As a rule, Parisian women like to know their style can stand the test of time, and transcend trends. Unlike teenagers in the UK or US, we don’t dye our hair green, we start dressing like our mothers, and they always dress a tiny bit like us (think Charlotte Gainsbourg and her teenage daughter looking identical in Comptoirs des Cotonniers ads). Trends have seldom fit into the French way of dressing until recently, given that by their nature they pass rapidly and make one feel passé or old in six months, and tattoos, although eternal, clearly belong to a certain decade (a Chinese sign in 2000s vs an anchor in 2010) and ‘time’ date your body.
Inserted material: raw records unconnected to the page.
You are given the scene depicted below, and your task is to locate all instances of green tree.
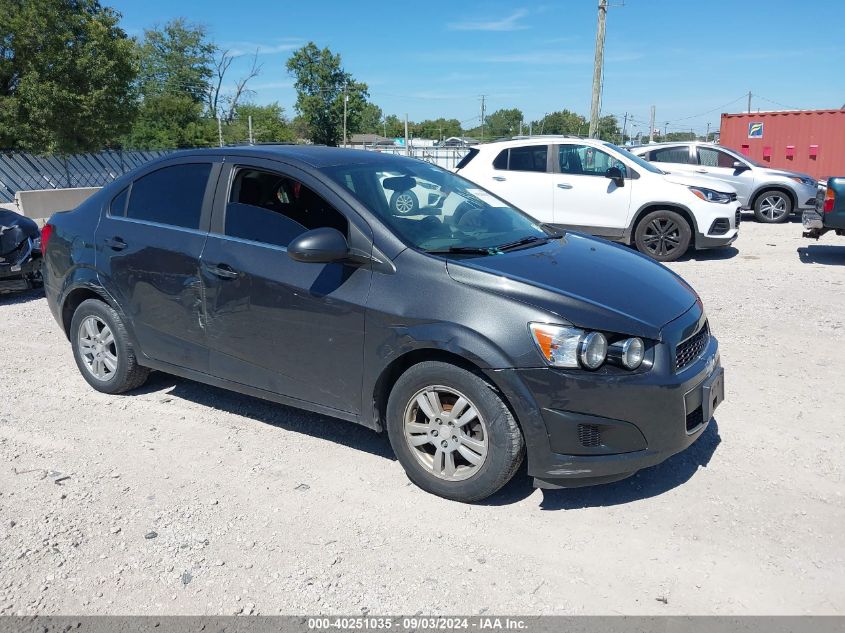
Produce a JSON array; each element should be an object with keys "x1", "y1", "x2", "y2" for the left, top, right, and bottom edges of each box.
[
  {"x1": 0, "y1": 0, "x2": 137, "y2": 153},
  {"x1": 415, "y1": 118, "x2": 462, "y2": 141},
  {"x1": 383, "y1": 114, "x2": 407, "y2": 138},
  {"x1": 224, "y1": 102, "x2": 294, "y2": 144},
  {"x1": 357, "y1": 102, "x2": 384, "y2": 135},
  {"x1": 286, "y1": 42, "x2": 370, "y2": 146},
  {"x1": 137, "y1": 18, "x2": 214, "y2": 103},
  {"x1": 484, "y1": 108, "x2": 523, "y2": 138},
  {"x1": 596, "y1": 114, "x2": 620, "y2": 141},
  {"x1": 531, "y1": 110, "x2": 587, "y2": 136},
  {"x1": 127, "y1": 18, "x2": 216, "y2": 149}
]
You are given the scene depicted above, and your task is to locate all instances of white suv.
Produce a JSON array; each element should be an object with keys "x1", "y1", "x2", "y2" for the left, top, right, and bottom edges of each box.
[
  {"x1": 455, "y1": 136, "x2": 741, "y2": 262},
  {"x1": 629, "y1": 142, "x2": 818, "y2": 223}
]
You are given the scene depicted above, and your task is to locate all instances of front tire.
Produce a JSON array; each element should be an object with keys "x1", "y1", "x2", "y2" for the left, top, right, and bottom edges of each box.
[
  {"x1": 753, "y1": 190, "x2": 792, "y2": 223},
  {"x1": 70, "y1": 298, "x2": 149, "y2": 394},
  {"x1": 634, "y1": 209, "x2": 692, "y2": 262},
  {"x1": 386, "y1": 361, "x2": 524, "y2": 502}
]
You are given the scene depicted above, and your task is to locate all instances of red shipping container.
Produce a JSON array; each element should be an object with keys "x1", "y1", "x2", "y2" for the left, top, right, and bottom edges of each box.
[{"x1": 719, "y1": 109, "x2": 845, "y2": 180}]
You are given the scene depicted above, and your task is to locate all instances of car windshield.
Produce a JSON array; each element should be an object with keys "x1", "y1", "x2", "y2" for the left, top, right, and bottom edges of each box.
[
  {"x1": 611, "y1": 143, "x2": 666, "y2": 174},
  {"x1": 322, "y1": 157, "x2": 552, "y2": 255}
]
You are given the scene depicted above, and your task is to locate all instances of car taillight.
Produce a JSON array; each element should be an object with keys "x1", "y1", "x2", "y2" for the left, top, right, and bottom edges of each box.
[
  {"x1": 40, "y1": 223, "x2": 54, "y2": 253},
  {"x1": 823, "y1": 188, "x2": 835, "y2": 213}
]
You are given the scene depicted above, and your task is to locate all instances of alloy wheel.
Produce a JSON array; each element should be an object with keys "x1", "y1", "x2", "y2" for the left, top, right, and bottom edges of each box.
[
  {"x1": 642, "y1": 217, "x2": 681, "y2": 257},
  {"x1": 394, "y1": 192, "x2": 416, "y2": 214},
  {"x1": 402, "y1": 385, "x2": 488, "y2": 481},
  {"x1": 78, "y1": 316, "x2": 118, "y2": 381},
  {"x1": 759, "y1": 194, "x2": 788, "y2": 221}
]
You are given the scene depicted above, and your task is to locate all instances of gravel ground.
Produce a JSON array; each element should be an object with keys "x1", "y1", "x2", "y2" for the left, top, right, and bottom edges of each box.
[{"x1": 1, "y1": 218, "x2": 843, "y2": 616}]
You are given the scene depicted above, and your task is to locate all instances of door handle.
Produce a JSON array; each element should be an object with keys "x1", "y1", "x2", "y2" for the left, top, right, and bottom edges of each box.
[
  {"x1": 556, "y1": 183, "x2": 573, "y2": 189},
  {"x1": 492, "y1": 176, "x2": 506, "y2": 182},
  {"x1": 104, "y1": 236, "x2": 127, "y2": 251},
  {"x1": 205, "y1": 263, "x2": 239, "y2": 280}
]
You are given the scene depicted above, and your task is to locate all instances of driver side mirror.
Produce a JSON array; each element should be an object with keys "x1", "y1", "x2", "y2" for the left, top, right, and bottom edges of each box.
[
  {"x1": 605, "y1": 166, "x2": 625, "y2": 186},
  {"x1": 732, "y1": 161, "x2": 749, "y2": 171},
  {"x1": 287, "y1": 227, "x2": 350, "y2": 264}
]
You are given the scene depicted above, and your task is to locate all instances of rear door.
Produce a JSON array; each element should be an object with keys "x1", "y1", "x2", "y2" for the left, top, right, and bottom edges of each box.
[
  {"x1": 95, "y1": 157, "x2": 221, "y2": 371},
  {"x1": 642, "y1": 145, "x2": 697, "y2": 176},
  {"x1": 200, "y1": 159, "x2": 372, "y2": 414},
  {"x1": 552, "y1": 143, "x2": 632, "y2": 234},
  {"x1": 695, "y1": 146, "x2": 756, "y2": 205},
  {"x1": 481, "y1": 145, "x2": 553, "y2": 222}
]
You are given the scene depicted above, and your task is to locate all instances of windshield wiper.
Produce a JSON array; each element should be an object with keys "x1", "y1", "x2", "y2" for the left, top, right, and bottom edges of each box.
[
  {"x1": 495, "y1": 234, "x2": 559, "y2": 252},
  {"x1": 427, "y1": 246, "x2": 496, "y2": 255}
]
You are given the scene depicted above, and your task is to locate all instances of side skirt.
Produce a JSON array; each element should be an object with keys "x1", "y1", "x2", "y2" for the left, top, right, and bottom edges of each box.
[{"x1": 139, "y1": 356, "x2": 364, "y2": 427}]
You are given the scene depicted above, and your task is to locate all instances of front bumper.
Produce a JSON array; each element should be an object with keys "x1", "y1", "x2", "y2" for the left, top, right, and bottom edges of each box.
[
  {"x1": 693, "y1": 203, "x2": 741, "y2": 250},
  {"x1": 795, "y1": 182, "x2": 820, "y2": 210},
  {"x1": 0, "y1": 252, "x2": 42, "y2": 291},
  {"x1": 493, "y1": 304, "x2": 723, "y2": 488}
]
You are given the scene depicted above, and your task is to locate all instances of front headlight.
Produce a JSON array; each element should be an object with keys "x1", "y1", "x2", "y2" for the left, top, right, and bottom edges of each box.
[
  {"x1": 608, "y1": 337, "x2": 645, "y2": 369},
  {"x1": 789, "y1": 176, "x2": 815, "y2": 187},
  {"x1": 529, "y1": 323, "x2": 607, "y2": 370},
  {"x1": 689, "y1": 186, "x2": 732, "y2": 204}
]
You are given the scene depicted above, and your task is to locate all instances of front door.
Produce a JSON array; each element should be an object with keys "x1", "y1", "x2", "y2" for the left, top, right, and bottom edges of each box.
[
  {"x1": 552, "y1": 144, "x2": 632, "y2": 234},
  {"x1": 200, "y1": 160, "x2": 372, "y2": 415},
  {"x1": 95, "y1": 159, "x2": 220, "y2": 371},
  {"x1": 695, "y1": 146, "x2": 756, "y2": 206}
]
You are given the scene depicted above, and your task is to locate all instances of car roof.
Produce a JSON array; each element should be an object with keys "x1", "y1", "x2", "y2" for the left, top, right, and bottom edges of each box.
[
  {"x1": 472, "y1": 136, "x2": 610, "y2": 151},
  {"x1": 159, "y1": 145, "x2": 417, "y2": 169}
]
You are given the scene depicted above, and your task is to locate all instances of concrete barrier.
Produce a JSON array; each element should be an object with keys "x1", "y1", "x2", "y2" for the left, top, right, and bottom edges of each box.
[{"x1": 15, "y1": 187, "x2": 101, "y2": 220}]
By rejecting them, the French have regained that very traditionally French concept:: to reach a level of femininity that is totally personal and ageless.
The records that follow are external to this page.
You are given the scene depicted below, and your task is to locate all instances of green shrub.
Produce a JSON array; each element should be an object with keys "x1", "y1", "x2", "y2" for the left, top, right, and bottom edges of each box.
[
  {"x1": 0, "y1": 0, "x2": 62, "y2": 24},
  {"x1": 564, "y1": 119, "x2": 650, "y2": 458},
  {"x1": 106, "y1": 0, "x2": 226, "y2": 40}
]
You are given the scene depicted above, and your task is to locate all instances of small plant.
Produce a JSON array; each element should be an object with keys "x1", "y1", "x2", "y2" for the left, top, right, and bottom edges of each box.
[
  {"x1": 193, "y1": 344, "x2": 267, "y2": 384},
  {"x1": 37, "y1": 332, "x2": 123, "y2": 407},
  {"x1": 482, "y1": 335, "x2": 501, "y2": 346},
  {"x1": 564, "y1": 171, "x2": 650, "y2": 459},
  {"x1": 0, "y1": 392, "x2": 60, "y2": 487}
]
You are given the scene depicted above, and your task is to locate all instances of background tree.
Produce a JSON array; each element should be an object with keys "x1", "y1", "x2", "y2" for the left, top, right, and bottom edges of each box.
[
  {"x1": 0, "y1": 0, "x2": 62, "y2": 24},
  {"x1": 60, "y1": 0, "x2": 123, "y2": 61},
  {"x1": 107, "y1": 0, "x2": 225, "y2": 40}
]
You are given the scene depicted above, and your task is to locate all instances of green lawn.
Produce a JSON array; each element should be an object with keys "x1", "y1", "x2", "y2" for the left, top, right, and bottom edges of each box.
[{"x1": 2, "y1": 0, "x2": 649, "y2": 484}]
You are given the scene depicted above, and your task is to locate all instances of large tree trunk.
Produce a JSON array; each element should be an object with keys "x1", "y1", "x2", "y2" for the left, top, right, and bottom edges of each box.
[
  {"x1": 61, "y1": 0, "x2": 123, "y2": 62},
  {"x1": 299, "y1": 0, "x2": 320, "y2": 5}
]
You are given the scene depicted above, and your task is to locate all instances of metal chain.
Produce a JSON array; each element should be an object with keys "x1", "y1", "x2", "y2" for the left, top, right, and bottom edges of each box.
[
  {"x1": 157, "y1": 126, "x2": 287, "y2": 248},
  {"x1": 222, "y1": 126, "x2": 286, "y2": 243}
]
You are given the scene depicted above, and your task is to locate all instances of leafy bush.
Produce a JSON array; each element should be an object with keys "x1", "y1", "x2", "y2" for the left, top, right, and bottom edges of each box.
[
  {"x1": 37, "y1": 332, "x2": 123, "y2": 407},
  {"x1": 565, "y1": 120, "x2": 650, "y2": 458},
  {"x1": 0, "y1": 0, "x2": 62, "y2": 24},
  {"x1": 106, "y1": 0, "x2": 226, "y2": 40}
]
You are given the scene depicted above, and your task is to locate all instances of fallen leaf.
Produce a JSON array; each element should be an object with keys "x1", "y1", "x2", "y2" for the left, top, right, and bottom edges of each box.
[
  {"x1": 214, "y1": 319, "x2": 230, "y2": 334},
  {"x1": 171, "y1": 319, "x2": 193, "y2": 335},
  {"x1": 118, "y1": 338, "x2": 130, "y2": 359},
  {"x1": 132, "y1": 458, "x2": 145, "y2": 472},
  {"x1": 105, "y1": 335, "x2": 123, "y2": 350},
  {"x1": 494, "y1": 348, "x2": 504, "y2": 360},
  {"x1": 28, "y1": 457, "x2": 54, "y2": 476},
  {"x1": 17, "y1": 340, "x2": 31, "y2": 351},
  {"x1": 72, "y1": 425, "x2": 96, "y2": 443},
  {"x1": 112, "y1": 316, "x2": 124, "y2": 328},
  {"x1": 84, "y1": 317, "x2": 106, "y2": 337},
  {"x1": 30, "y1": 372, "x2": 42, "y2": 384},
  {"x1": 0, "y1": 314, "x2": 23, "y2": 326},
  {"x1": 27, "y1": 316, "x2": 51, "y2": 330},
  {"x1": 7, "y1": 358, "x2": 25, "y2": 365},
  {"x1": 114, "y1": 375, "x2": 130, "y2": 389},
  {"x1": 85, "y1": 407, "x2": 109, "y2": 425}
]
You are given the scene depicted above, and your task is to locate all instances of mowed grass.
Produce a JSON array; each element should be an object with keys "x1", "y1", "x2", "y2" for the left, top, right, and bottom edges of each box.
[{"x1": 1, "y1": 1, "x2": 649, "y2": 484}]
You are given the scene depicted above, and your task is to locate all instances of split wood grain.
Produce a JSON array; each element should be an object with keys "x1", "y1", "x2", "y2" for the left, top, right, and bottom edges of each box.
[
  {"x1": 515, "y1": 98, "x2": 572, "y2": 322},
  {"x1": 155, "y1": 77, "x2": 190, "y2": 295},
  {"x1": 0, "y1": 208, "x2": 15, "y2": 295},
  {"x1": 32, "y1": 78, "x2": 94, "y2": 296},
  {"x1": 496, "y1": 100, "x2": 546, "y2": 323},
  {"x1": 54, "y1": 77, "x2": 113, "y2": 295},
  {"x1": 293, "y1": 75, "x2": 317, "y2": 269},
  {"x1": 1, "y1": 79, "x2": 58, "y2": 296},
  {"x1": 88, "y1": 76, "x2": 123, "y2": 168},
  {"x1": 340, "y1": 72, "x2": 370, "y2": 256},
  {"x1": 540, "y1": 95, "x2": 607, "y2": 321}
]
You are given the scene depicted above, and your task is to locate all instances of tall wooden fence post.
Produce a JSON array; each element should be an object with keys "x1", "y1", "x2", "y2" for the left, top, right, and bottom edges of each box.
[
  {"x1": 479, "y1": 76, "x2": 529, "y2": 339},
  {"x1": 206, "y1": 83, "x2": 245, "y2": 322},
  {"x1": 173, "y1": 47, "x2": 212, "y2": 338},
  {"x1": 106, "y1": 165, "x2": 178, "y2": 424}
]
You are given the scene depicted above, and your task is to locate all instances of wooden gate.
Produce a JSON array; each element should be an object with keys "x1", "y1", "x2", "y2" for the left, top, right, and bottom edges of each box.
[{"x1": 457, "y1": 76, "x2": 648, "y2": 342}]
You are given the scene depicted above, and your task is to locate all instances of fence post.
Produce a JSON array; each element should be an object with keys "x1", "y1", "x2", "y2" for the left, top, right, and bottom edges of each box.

To Valentine Petry, a beauty editor and journalist who contributes to Elle France, this is also a result of consumer culture: “If you can be accepted everywhere with it, probably remove it a few years down the line, it is often no more than a pretty ornament, devoid of real meaning,” she says, suggesting that French women are becoming increasingly aware and critical of the impact of consumer society and trends.
Unsurprisingly, the beauty industry is also aligned with this trend: in Paris, eyebrows are left unplucked, eyes are au naturel and hair is kept artfully unbrushed – an effortless look heralded by de Maigret and French model Lou Doillon, to name a few.
This desire to avoid passing trends and go back to essentials is also reflected in France’s current passion for pared-down silhouettes – a form of Gallic take on normcore. A good example can be found in one of autumn’s biggest fashion collaborations, a minimalist collaboration between Uniqlo and Lemaire. Although the latter is practically unknown to a mainstream audience, the unfussy, androgynous lines and classical shades had people queuing from dawn for several blocks when the collection went on sale – and was sold out within days.
Editor and fashion maven Carine Roitfeld, once deemed the queen of porno chic, also recently launched a collaboration with the Japanese retailer – consisting of simple pencil skirts and trenchcoats. And, in an interview preceding the launch, spoke eloquently “of the importance of establishing a solid, classical wardrobe with simple twists”.
This trend is also apparent in the success of women’s-suit brand Pallas; or in the refined leisurewear from up-and-coming designer Etienne Deroeux: Allegria Torrassa, creative director for Pallas, spoke of a desire to “create a product that transcends trends, genders and generations”. This coming from the woman who put Charlotte Rampling in an ultra-classical, timeless tuxedo.
In today’s hyperactive, ever-accelerating fashion scene, France once again seems eager to return to a form of ageless elegance, to unadorned skin and equally prim garments – in other words, sticking out by being normal. Snobisme or réalisme?